M. Jean-Pierre Renaux, Président du musée de la vie rurale de Steenwerck

M. Jean-Pierre Renaux, Président du musée de la vie rurale de Steenwerck

Nord Tourisme : Pouvez-vous nous expliquer la naissance du musée ?
Jean-Pierre Renaux :  En 1980, j’ai lancé l’idée d’un musée  dans la commune de Steenwerck. Avec l’aide du Syndicat d’Initiative et de la Municipalité, le projet a pris forme en 1984 pour aboutir à une ouverture régulière en 1987.
Jusqu’en 2005, j’ai mené mon métier d’instituteur et la responsabilité bénévole du Musée. Désormais à la retraite, c’est devenu mon activité principale. Je suis aidé en cela par plus d’une centaine de bénévoles sans qui le Musée n’aurait jamais connu un tel développement.

NT : Depuis quand et pourquoi avoir mis en place des prestations et services à destination des familles ?
JP Renaux :  Notre association a programmé plusieurs plans de développement depuis 2000. Ce fut d’abord l’accessibilité pour tous avec l’obtention en 2005 des 4 labels Tourisme et Handicap. Puis les années suivantes, un plan pour la sécurité, un autre pour les économies d’énergie et le dernier en date concerne l’étude des publics.
Un constat est vite apparu : si les visites de groupes se répartissent à égalité entre adultes et enfants, par contre le public individuel était majoritairement âgé. Or, nous pensons avoir développé un site qui doit transmettre un patrimoine auprès des jeunes et surtout avoir un caractère intergénérationnel par le biais des parents et grands-parents. Stéphanie Bailleul, guide du musée et moi-même avons suivi la formation proposée par Nord Tourisme, ce qui nous a beaucoup aidé pour mettre en place des outils de médiation.

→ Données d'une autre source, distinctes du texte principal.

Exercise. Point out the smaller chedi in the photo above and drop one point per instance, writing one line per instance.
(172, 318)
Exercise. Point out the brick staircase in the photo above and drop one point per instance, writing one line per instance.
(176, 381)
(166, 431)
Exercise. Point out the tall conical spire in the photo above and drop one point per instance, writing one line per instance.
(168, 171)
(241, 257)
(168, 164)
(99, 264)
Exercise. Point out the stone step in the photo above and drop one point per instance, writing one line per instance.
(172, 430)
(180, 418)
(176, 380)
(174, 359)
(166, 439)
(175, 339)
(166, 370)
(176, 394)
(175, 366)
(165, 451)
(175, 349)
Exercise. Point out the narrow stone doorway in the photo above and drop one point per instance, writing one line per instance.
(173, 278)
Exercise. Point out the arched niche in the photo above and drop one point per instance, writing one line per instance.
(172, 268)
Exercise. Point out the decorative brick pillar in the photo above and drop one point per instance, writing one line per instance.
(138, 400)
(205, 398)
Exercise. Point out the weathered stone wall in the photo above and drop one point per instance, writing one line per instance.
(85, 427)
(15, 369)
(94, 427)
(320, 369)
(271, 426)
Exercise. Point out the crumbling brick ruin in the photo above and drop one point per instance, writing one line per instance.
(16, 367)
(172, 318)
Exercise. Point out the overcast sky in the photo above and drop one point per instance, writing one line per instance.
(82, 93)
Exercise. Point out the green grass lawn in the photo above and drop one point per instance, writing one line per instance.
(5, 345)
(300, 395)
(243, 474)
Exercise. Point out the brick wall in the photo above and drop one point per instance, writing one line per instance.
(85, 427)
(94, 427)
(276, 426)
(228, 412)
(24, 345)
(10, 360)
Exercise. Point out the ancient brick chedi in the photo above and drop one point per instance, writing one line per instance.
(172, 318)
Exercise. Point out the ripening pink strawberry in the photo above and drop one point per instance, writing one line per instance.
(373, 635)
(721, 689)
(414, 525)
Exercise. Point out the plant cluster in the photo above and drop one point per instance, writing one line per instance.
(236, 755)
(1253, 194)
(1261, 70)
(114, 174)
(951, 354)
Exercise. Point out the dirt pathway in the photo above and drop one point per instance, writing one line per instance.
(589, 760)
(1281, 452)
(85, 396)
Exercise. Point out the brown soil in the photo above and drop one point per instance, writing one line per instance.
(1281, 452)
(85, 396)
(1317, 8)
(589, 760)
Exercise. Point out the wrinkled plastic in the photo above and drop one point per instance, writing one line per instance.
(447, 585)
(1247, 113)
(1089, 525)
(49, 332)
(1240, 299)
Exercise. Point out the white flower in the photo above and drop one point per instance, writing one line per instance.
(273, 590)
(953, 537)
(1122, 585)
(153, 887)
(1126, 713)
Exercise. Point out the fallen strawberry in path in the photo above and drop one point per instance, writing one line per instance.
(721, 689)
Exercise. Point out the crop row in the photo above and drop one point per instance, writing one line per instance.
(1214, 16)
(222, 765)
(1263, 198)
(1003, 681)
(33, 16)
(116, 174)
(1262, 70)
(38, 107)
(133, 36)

NT : Quels sont ces outils ?
JP Renaux :  Afin de rendre la visite encore plus attractive pour les enfants et les adultes, nous avons créé :

  • Pour les plus petits, une chasse au trésor le « testament du Père Antoine ». Ce sont douze énigmes qui permettent de retrouver douze mots cachés dans le musée.
  • Pour les plus grands et la famille, un jeu  de découverte « le Musée en vingt étapes », sorte de concours ludique.
  • D’autre part, de nombreux jeux traditionnels sont mis à la disposition du public et il y a la possibilité de terminer la visite par un goûter dans l’estaminet.

Tout est fait pour passer un après-midi de détente en famille à peu de frais…et c’est gratuit le dimanche !

NT : Cela a-t-il eu une influence sur la fréquentation du musée, sa notoriété … ?
JP Renaux :  Si pour le moment, le changement ne se fait pas encore sentir sur la fréquentation du dimanche,  nous constatons une nette progression du nombre de  familles lors des petites vacances. La formule intéresse les parents et surtout les grands –parents qui recherchent des activités pour les enfants qu’ils gardent. De même, les ateliers proposés à chaque période de vacances sont complets et des dates supplémentaires ont été ajoutées.

NT : Quels sont les moyens de communication que vous utilisez pour cibler cette clientèle familiale ?
JP Renaux :  Nous communiquons par tous les médias disponibles : presse, Internet, courriels groupés, affiches… Tous ont leur impact, souvent relayé par le bouche à oreille.
Les courriels ciblés et les annonces dans « Les bons plans du week-end de Juliette® », la newsletter de Nord Tourisme, sont souvent cités, notamment par les participants aux ateliers.

NT : Quels sont vos projets en cours ou à venir ?
JP Renaux :  En attendant une future extension, l’équipe du musée a constamment le souci de toujours bien et mieux faire. Nous cherchons  sans cesse à améliorer l’existant, que ce soit pour l’accueil ou pour la présentation des  collections. Nous espérons obtenir cette année le label « qualité famille » mis en place par Nord Tourisme.

NT : Quels conseils donneriez-vous aux professionnels du tourisme qui souhaitent développer des outils et prestations à destination de la clientèle famille ??
JP Renaux :  Etre à l’écoute des visiteurs, recueillir le plus d’avis possibles de façon formelle (cahier de remarques) ou informelles (discussions impromptues) et en tenir compte.
S’attacher à penser les projets et les réalisations en tant que visiteur en faisant abstraction de ce que l’on est et de ce que l’on connaît. Bref, savoir faire son autocritique et bannir l’autosatisfaction.